Senegal’s shoe capital faces competition from China

GlobalPost

NGAYE MEKHE, Senegal — For years, this little town was Senegal's shoe capital. The craftsmen here produced shoes for the nation and people came from all over to buy footwear made here.

But then in 2000 this town's cobbling business began to die.

Ngaye Mekhe is a village of craftsmen, blacksmiths, horse-driven cart jockeys and above all, shoemakers. It smothers the country road with open-air racks of red sandals, yellow babouches, green loafers and flip-flops galore. All are locally, proudly made. 

“Everybody knows that this is the capital of shoes,” local shop owner Momodou Thiam said. “Original Senegalese shoes.”

Emphasis on original. In a bruising verdict on Africa’s industrial might, most Senegalese shoes are no longer made in Senegal. This artsy footwear synonymous with "thiossane" — Wolof heritage — is increasingly cobbled in China.

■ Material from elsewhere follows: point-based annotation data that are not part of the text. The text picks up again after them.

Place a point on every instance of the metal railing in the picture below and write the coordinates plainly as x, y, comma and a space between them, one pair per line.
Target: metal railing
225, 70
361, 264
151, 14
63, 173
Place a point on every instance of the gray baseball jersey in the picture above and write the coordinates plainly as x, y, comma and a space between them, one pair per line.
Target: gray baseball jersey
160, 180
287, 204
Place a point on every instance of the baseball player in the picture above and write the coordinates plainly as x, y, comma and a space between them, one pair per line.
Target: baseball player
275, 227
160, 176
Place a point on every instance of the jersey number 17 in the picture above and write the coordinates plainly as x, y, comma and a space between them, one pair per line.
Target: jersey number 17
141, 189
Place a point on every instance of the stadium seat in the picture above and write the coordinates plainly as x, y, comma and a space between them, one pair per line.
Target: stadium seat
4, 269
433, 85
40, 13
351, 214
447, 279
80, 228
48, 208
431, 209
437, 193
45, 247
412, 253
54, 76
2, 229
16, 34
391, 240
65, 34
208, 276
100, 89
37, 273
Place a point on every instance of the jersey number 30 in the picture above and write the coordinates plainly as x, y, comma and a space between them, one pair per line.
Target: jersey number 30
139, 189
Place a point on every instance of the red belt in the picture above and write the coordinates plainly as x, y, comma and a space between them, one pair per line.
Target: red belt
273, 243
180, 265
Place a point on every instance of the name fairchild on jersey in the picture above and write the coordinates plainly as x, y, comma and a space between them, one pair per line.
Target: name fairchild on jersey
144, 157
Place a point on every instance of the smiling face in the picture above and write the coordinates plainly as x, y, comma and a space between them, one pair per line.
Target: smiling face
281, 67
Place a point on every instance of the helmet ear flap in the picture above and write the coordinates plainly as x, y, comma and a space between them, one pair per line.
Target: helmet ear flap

China’s exports to Africa blossomed tenfold in the last decade. Senegal’s imports from China tripled from $140 million in 2005 to $414 million in 2009, according to the government statistics agency.

In 2009, Senegal, exported back just $24 million worth of goods — peanuts, mostly.

Imports of shoes — including Chinese versions of Ngaye Mekhe’s shoes — grew 64 percent in the same period.

“This is our thiossane, our culture, the work of our grandparents,” said 38-year-old Ibrahima Pene, who has been carving soles since he was 13. “But around 2000, it began to collapse. Now, in 2011, this industry is dead.”

Crasftspeople throughout West Africa are grappling with such bewildering currents of globalization.

In Ghana, Chinese knock-offs undercut traditional batik fabrics — although, to be fair, batik cloths originated in Java, and were printed in Holland for centuries, long before they became the iconic African cloth.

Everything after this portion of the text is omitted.